Judge Nealon aptly summarized his holdings in the first few pages of the Opinion, as follows:

"In the wake of a $3,250,000.00 personal injury award, the solely liable defendant hospital has filed a motion for post-trial relief under Pa. R.C.P. 227.1 and the prevailing plaintiffs have presented a motion for delay damages and post-judgment interest. The hospital requests judgment in its favor and argues that the opinions expressed by the plaintiffs’ experts on causation were so irreconcilably inconsistent that they should be declared legally incompetent to support the jury’s verdict. The hospital alternatively seeks a new trial on the grounds that the verdict was against the weight of the evidence, prejudicial evidentiary errors were committed at trial, and improper jury instructions and special interrogatories were submitted to the jury.

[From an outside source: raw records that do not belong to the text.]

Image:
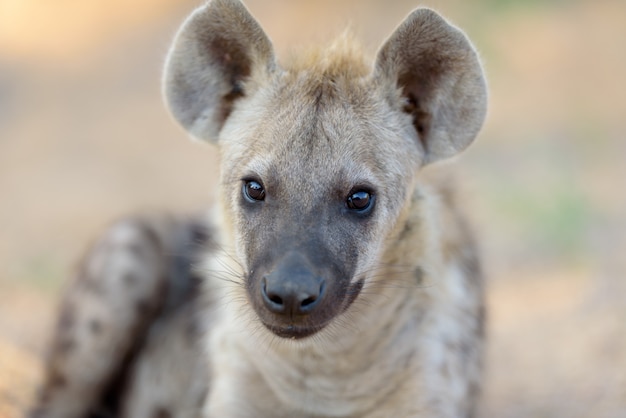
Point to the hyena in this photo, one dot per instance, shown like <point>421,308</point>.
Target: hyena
<point>333,280</point>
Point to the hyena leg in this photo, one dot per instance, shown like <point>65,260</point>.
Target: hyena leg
<point>103,320</point>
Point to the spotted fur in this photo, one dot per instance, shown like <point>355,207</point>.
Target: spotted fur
<point>307,306</point>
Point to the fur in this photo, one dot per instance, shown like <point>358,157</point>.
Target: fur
<point>306,305</point>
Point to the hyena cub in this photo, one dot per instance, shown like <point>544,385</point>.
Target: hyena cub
<point>337,282</point>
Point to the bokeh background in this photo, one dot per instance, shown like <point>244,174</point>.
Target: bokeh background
<point>85,139</point>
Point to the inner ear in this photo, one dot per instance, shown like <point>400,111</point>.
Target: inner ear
<point>414,107</point>
<point>219,55</point>
<point>437,72</point>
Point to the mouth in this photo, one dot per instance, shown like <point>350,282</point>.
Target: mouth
<point>293,332</point>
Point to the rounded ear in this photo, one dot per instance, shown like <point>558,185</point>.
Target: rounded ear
<point>438,74</point>
<point>219,55</point>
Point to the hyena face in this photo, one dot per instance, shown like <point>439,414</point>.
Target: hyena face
<point>318,159</point>
<point>314,188</point>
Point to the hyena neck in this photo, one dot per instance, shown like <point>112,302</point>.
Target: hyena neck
<point>357,356</point>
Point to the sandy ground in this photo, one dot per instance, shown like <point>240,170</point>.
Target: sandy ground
<point>84,139</point>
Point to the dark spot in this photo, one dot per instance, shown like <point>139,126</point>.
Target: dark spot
<point>130,279</point>
<point>95,326</point>
<point>199,234</point>
<point>65,345</point>
<point>66,321</point>
<point>56,379</point>
<point>419,275</point>
<point>408,227</point>
<point>142,307</point>
<point>162,413</point>
<point>444,370</point>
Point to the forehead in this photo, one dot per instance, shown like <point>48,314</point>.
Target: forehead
<point>319,129</point>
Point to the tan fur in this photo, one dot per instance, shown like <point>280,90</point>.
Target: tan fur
<point>386,318</point>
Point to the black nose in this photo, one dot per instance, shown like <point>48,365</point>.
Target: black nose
<point>292,290</point>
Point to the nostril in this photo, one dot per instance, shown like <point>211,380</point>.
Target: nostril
<point>308,301</point>
<point>275,298</point>
<point>272,299</point>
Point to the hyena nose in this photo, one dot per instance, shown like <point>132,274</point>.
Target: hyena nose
<point>293,295</point>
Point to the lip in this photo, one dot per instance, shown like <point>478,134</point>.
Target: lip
<point>292,332</point>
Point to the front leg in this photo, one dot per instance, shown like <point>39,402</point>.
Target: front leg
<point>104,315</point>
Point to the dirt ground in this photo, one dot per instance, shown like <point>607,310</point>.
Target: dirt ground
<point>84,139</point>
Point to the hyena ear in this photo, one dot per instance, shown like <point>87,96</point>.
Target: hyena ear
<point>441,83</point>
<point>219,55</point>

Although two of the plaintiffs’ experts differed as to whether an infection in the male plaintiff’s foot was already present on the date that he was struck with a hospital bed, the hospital is not entitled to JNOV based upon the Mudano rule since all three of the plaintiffs’ causation experts agreed that the male plaintiff’s necrotizing fasciitis and resulting amputation were caused by the bed trauma. Nor was the verdict against the weight of the evidence inasmuch as (a) there was ample evidence to support the conclusion that either CMC or its employee was exclusively liable, and (b) the jury’s compromise verdict on damages reflects that it did consider the male plaintiff’s apparent failure to reasonably mitigate his damages.

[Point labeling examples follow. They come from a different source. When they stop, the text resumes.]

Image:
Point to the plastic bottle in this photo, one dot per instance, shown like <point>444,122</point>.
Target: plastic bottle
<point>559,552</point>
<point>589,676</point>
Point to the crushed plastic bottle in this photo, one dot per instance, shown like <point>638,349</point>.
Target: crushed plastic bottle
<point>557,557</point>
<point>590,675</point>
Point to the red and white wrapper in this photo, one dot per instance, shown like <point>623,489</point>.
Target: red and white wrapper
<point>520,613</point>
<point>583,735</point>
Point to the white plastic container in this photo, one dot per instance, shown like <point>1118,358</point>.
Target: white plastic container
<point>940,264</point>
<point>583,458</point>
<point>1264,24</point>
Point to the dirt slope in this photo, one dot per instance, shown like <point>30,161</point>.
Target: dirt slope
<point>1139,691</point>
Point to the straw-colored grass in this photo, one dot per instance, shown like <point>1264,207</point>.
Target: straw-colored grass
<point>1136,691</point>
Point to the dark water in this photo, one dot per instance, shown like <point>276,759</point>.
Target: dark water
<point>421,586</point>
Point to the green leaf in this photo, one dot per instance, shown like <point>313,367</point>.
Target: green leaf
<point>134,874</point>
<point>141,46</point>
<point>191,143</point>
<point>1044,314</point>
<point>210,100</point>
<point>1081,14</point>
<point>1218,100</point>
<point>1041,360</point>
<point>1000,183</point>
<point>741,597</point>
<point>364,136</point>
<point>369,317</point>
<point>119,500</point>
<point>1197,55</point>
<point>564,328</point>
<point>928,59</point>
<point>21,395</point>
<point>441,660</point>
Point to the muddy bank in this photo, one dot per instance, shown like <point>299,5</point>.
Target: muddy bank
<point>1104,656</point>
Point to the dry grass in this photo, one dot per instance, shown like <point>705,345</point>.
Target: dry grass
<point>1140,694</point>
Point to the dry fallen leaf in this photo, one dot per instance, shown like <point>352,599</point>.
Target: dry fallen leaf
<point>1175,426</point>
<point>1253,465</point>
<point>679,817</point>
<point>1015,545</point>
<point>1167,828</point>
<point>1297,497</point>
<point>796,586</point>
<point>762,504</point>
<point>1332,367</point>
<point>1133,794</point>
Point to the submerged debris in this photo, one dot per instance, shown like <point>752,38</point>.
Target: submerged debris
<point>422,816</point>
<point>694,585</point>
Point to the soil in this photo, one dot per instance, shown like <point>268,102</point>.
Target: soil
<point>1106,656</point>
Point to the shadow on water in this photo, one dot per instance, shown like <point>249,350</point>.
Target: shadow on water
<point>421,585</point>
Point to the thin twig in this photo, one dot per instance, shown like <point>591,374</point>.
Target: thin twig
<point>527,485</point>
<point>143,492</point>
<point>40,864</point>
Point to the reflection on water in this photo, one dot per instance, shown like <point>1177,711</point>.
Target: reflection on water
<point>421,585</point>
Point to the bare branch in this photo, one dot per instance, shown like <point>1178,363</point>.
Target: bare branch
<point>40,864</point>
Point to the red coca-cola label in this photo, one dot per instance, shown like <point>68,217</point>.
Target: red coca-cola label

As for the evidentiary rulings, it was not an abuse of discretion to allow: (1) plaintiffs’ corporate liability expert to address the hospital’s negligent maintenance of beds since the hospital was not prejudiced by any discrepancy between that expert’s testimony and the plaintiffs’ pleadings; (2) Dr. Sedor to make limited reference to his own medical knowledge when explaining his mitigation conduct; (3) the presentation of a hypothetical question to a defense expert that was based upon an assumption which was supported by the evidence; and (4) the treating physiatrist to testify concerning causation in accordance with his pre-trial reports. The hospital has also failed to establish reversible error in excluding evidence of the male plaintiff’s prior suspension of privileges at another hospital and the ensuing Luzerne County litigation regarding that suspension. Any such evidence was properly precluded pursuant to Pa. R.E. 403 since the defense experts did not opine that the earlier suspension adversely affected the male plaintiff’s employability or future earning capacity and the introduction of that evidence would have injected collateral issues, unnecessarily delayed the trial and potentially caused the jury to decide this personal injury action on an improper basis.

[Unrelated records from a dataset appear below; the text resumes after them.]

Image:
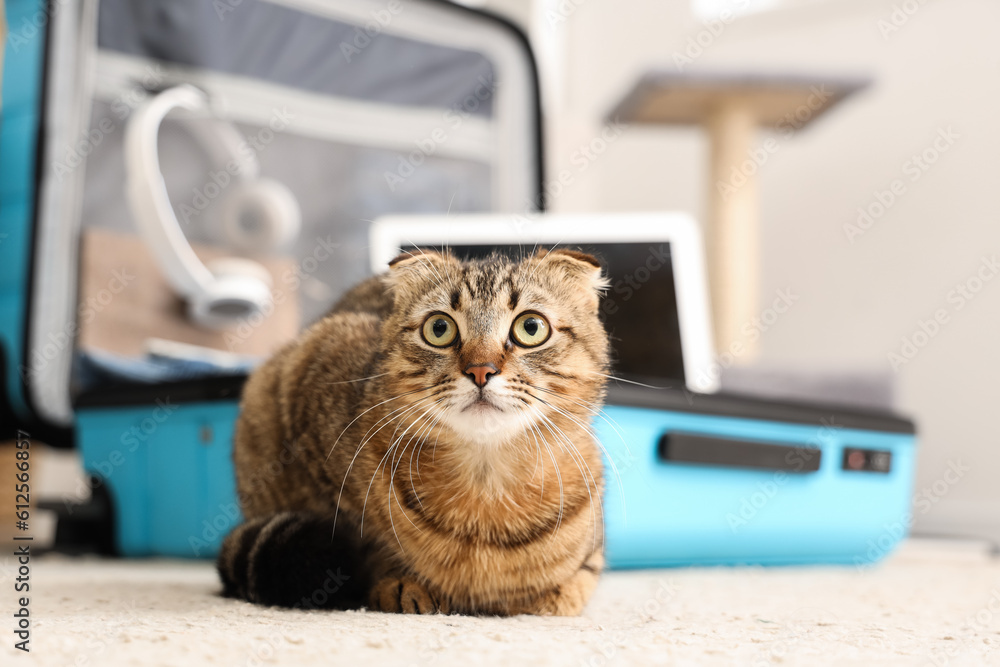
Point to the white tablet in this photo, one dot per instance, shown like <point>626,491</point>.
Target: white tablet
<point>656,310</point>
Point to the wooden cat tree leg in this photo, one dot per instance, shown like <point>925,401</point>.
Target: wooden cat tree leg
<point>730,106</point>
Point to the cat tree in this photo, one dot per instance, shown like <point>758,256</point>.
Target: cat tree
<point>731,106</point>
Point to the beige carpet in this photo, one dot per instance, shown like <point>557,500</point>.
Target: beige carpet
<point>931,603</point>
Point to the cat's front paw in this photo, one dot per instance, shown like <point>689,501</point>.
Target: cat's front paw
<point>404,595</point>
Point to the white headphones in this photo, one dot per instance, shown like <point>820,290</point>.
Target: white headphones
<point>258,214</point>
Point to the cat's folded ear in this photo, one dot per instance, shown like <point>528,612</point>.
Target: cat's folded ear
<point>578,265</point>
<point>416,267</point>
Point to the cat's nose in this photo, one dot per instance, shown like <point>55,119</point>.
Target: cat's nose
<point>480,373</point>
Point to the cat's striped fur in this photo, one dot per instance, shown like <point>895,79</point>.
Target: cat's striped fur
<point>412,485</point>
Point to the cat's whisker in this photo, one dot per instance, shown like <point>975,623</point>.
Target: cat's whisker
<point>615,426</point>
<point>562,496</point>
<point>618,379</point>
<point>579,459</point>
<point>418,450</point>
<point>380,403</point>
<point>392,476</point>
<point>370,377</point>
<point>402,412</point>
<point>597,441</point>
<point>559,480</point>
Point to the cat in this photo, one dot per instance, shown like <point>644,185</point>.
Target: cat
<point>426,447</point>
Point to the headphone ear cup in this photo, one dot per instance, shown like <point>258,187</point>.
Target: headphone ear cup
<point>259,215</point>
<point>240,291</point>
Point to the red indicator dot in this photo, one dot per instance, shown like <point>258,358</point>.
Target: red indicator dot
<point>856,460</point>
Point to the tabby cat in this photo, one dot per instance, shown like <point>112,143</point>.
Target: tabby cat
<point>426,447</point>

In light of the conflicting evidence submitted by the parties with respect to the cause of the male plaintiff’s harm, the jury instructions on concurring causes and pre-existing conditions were appropriate. Furthermore, the separate damage interrogatories submitted to the jury were authorized by appellate precedent. However, the hospital provided no authority or plausible reason for three special interrogatories on mitigation of damages and it was not an abuse of discretion to deny that request. Therefore, the hospital’s motion for a new trial will be denied. In addition, the plaintiffs’ motion for delay damages and post-judgment interest will be granted to the extent that the plaintiffs will be awarded pre-judgment interest in the amount of $886,953.00 and post-judgment interest of $680.05/day from October 8, 2010 until the date of payment by the hospital."